For John Farrell, documenting the cataclysmic shifts to life after the cure becomes an obsession. Cure parties, cycle marriages, immortal livestock: the world is revelling in the miracles of eternal youth. But immortality has a sinister side, and when a pro-death terrorist explosion kills his newly-cured best friend, John soon realizes that even in a world without natural death, there is always something to fear.
Now, John must make a new choice: run and hide forever, or stay and fight those who try to make immortal life a living hell.



This may be the single most terrifying book I have ever read. Not because it’s particularly scary or gruesome, but because Magary has captured the essence of how the world could turn out when faced with a cure for ageing perfectly.


John Farrell is your perfectly average guy – a lawyer, reasonably attractive, the sort of guy who probably wastes half his life surfing youtube in his spare time for something to do. He gets the cure, on a whim mostly. He hates the idea of death, of growing old, and so he takes the plunge, and spends several thousand dollars being injected with the cure. His cure age – 29.


A chain of events has been set in motion, where the cure for ageing has been discovered, where it’s illegal but a series of protests and bombings eventually force the presidents hand to make the cure legal.
John documents the entire thing, not because he’s particularly well connected or influential, but mostly out of a lack of anything else to do. The book is a series of entries by John himself, interviews and articles of the day, and daily round ups of news. 


We follow John over the course of the sixty years the cure is in existence and legal, as he charters the highs and lows, the terrifying moments where the world loses all of its sanity, and through the moments where the world seems so empty and meaningless.
Magary has a truly brilliant imagination – terrifying but brilliant – and it truly felt real watching the self-destruction of the world. Every little detail – right down to which countries would react how, and who would nuke who first.



My only frustration was that sometimes it skipped about a little bit and I wanted more. For example, the book is divided into several sections chartering the rise and fall of the cure in all its stages, and twenty odd years could pass at a time, and I felt like I missed things. The important things would be reference to, but it didn’t feel like enough sometimes.


Some of the editing is a little rough, there are passages that are missing words so they don’t quite work, but for the most part the writing is seamless. It’s an engaging narrative that is brutal in its attack on the concept, and I was almost surprised when I looked outside my window and saw a world not ravaged by humanity. It was like watching our current trajectory but in fast forward with a lot of really terrifying moments and people thrown into the mix. Magary examines everything from world powers, religions, terrorist groups who are both pro-death and pro-cure. He takes the world we know and just takes it further – and it’s fantastic.

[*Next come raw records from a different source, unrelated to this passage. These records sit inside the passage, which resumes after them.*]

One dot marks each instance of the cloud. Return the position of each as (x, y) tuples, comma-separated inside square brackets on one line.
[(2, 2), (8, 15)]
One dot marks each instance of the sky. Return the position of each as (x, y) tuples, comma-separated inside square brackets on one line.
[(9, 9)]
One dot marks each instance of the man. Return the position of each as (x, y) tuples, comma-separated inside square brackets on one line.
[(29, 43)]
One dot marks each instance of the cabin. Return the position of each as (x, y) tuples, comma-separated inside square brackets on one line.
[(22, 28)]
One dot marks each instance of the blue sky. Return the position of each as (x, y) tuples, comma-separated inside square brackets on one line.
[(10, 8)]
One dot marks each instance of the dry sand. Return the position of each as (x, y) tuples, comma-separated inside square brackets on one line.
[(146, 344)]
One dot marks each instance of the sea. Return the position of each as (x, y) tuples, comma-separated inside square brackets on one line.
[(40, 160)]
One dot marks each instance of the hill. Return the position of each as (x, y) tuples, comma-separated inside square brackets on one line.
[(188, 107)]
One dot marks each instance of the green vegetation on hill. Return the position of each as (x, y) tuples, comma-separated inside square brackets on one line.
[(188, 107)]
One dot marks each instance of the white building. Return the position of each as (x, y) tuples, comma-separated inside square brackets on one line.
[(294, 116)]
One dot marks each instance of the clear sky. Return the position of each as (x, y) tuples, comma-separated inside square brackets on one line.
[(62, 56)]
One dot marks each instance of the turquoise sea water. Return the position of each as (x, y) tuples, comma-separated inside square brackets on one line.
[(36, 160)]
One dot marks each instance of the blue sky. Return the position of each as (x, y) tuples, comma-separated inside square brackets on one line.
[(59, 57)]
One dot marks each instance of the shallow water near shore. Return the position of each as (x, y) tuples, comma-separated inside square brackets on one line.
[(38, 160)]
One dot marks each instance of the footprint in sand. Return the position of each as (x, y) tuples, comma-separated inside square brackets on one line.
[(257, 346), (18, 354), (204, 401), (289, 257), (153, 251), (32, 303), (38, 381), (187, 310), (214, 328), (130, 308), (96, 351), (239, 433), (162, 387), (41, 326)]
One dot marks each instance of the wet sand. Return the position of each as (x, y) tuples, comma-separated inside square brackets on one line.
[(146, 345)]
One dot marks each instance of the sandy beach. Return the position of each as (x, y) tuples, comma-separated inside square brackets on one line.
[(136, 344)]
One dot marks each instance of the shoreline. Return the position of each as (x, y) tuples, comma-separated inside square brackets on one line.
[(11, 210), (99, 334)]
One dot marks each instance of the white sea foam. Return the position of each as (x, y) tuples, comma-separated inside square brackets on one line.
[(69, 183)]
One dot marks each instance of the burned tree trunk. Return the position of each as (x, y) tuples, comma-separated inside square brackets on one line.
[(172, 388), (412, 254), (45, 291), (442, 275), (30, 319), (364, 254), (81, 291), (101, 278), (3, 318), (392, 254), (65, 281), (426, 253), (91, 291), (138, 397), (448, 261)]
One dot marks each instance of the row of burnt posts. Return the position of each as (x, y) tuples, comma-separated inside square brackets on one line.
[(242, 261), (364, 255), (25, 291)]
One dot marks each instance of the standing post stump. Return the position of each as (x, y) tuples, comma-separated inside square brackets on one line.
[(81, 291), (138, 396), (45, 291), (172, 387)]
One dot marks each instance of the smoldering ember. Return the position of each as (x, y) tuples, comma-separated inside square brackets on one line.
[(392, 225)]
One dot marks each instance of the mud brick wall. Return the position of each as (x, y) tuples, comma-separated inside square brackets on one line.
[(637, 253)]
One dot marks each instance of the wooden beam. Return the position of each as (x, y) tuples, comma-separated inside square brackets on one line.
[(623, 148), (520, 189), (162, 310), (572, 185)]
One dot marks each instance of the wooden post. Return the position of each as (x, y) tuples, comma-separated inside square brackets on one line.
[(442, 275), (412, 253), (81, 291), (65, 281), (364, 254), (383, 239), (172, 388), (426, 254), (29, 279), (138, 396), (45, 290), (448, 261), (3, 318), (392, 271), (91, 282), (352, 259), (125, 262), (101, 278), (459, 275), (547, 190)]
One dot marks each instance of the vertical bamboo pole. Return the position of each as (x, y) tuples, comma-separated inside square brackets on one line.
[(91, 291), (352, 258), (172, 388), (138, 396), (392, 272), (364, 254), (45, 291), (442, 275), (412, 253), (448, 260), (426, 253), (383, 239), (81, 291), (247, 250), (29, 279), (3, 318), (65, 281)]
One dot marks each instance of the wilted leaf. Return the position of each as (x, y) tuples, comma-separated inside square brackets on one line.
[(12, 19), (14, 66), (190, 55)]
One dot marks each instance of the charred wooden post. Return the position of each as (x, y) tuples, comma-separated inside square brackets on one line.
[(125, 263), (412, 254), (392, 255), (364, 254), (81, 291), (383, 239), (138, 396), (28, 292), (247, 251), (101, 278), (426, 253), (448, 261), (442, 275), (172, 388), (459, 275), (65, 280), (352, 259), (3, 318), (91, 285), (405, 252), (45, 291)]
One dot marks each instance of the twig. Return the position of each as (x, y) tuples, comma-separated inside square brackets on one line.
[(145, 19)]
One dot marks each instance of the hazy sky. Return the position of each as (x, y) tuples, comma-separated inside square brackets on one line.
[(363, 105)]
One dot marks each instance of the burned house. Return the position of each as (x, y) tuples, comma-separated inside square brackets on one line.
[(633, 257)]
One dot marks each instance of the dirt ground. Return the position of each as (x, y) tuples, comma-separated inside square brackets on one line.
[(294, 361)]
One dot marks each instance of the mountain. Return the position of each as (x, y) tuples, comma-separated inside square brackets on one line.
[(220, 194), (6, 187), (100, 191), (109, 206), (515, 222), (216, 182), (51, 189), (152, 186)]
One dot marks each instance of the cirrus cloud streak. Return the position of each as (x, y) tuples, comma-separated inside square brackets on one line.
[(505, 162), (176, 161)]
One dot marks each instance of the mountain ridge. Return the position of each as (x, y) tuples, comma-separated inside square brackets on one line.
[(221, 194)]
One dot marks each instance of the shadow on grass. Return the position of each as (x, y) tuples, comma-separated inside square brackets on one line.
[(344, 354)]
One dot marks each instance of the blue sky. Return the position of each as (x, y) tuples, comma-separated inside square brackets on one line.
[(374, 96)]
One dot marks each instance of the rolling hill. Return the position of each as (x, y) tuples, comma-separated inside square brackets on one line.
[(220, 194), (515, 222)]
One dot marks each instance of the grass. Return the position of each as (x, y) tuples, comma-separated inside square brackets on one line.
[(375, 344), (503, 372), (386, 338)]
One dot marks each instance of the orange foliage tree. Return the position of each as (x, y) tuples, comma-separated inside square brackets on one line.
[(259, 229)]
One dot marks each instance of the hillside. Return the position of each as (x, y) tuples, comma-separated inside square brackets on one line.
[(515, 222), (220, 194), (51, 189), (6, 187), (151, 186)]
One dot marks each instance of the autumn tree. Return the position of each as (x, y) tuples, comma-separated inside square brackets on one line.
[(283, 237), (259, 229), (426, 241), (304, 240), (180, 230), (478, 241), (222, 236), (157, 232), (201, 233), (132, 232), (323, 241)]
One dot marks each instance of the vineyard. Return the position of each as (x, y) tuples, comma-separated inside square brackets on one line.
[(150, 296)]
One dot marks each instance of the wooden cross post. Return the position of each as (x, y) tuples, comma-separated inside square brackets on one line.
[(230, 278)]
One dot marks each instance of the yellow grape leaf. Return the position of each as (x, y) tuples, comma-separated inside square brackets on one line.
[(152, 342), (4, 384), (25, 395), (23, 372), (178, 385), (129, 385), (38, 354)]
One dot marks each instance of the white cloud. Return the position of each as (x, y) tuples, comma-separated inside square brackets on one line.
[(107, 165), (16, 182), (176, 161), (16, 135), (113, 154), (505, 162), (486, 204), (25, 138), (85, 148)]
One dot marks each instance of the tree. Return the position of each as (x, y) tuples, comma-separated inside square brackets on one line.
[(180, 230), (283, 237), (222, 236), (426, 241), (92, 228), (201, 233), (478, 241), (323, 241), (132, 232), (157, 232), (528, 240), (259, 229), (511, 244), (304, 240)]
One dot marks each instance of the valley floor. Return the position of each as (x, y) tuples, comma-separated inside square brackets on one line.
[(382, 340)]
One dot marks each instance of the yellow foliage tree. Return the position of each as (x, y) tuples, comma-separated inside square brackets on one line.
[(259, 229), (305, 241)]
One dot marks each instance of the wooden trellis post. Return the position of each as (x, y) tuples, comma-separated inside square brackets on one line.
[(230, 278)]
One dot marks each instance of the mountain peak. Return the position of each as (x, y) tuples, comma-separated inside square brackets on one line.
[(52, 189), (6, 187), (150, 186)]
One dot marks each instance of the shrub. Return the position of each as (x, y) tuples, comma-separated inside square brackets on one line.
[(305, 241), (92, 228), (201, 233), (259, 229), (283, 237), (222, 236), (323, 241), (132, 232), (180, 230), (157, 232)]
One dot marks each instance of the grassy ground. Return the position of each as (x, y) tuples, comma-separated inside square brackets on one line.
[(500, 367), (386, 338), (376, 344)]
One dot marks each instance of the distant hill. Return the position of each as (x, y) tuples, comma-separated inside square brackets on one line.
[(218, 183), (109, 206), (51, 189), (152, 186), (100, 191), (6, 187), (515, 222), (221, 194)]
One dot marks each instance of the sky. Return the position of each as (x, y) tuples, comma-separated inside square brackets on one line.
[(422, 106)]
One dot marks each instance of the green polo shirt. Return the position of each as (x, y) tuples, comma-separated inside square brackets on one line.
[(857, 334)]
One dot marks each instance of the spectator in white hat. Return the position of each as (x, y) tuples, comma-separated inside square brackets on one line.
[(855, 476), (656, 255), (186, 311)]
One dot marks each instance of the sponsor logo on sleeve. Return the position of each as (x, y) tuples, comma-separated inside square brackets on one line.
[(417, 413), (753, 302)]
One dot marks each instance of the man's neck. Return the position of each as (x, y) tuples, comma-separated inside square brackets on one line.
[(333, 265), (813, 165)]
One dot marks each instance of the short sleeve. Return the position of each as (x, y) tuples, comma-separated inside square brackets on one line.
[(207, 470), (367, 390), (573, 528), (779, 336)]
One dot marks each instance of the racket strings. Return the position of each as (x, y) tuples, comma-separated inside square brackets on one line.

One of the things I really loved was that John doesn’t stop to explain anything. Sometimes things become clear, sometimes they don’t – but I didn’t want them explained because it would have polluted the narrative into something that didn’t seem organic and as though John was just jotting it down in his spare time.


It’s a truly incredible book. It looks at this new fad we have for immortality, and breaks it down to its bare bones – the hard realities and truths of what we would do with immortality if it was offered to us – cycle marriages, drinking, gambling, sex… An endless round of the life of the twenty and thirty somethings. But with old souls. It’s a brilliant examination of life and what we do with it.